Distribution of cluster membership probability obtained in Geneland based on a microsatellite loci for K = 2; b based on mtDNA. This represents a composite image based on interpretation of individual cluster assignment maps. See Figure S10 for the individual cluster assignment maps, and the main text for details on interpretation

Geneland results for mtDNA showed the strongest support for K = 4 (Figure S10). However, the geographical distribution of cluster four mainly encompassed an area of poor sampling coverage, and was inconsistent between runs (Figure S10).The overall pattern was consistent with the one obtained with microsatellites for K = 2 (Fig. 3a), involving the separation of southwestern samples, with a further division between the Western and the Eastern samples (Fig. 3b).
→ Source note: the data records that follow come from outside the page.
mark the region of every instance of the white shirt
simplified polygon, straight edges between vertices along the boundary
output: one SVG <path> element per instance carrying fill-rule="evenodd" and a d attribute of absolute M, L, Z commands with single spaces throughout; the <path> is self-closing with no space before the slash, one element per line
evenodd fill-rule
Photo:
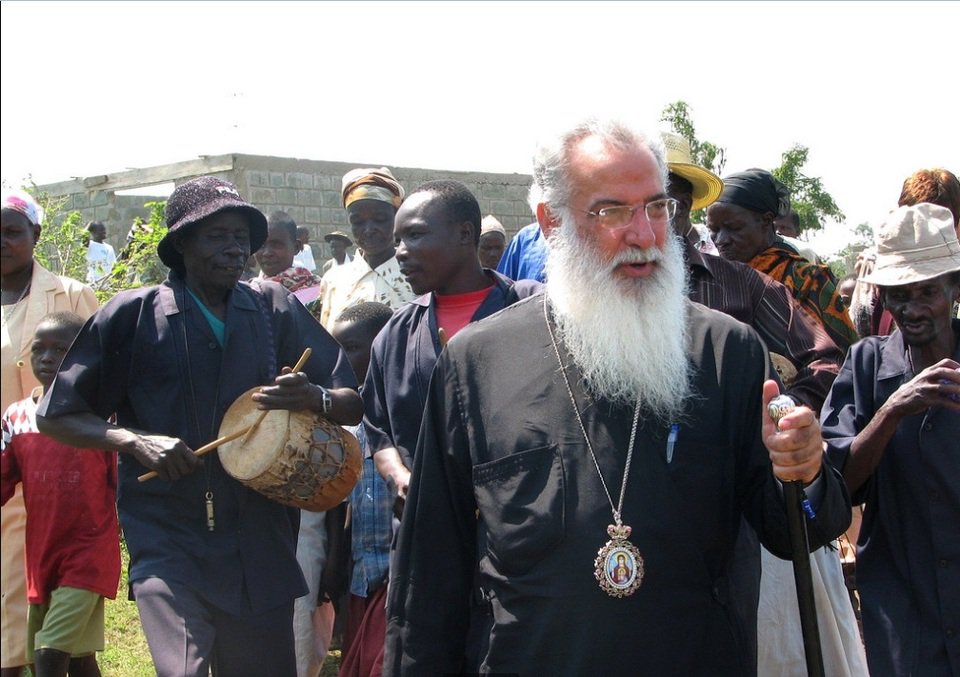
<path fill-rule="evenodd" d="M 303 245 L 303 249 L 293 257 L 293 265 L 297 268 L 306 268 L 311 273 L 317 272 L 317 262 L 313 259 L 313 250 L 310 245 Z"/>
<path fill-rule="evenodd" d="M 329 270 L 320 281 L 320 324 L 327 331 L 341 312 L 364 301 L 377 301 L 396 310 L 416 294 L 400 274 L 396 257 L 374 270 L 360 252 L 353 261 Z"/>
Kinship and spatial distribution of kin

We identified 14 core family groups within the study area. Seven of them consisted of individuals killed together, thus likely representing packs. Average size of identified family group was 3.5 individuals (SD = 1.7; range 2–8). This defines the average number of family members detected rather than pack size, because it is unlikely that all pack members were sampled, and because individuals that have dispersed can be still assigned to their natal pack. Most individuals were located within an area consistent with the average individual dispersal distance <100 km (Aspi et al. 2006; Fabbri et al. 2007; Figure S11). Exceptions probably represent long distance dispersal.

Hybridisation between wolves and other canids

NewHybrids results suggest that although hybridisation between wolves and dogs is apparent, introgression of dog genes into the wolf gene pool is limited (Fig. 4a). However, none of the feral dogs sampled exhibited pure dog ancestry, although this may reflect recent common ancestry between the two species (see Verginelli et al. 2005). Ten individuals with a grey wolf phenotype showed signs of admixture with dogs. They constituted 9.8 % of the wolf samples analysed (see Table S5; Figure S12 for details).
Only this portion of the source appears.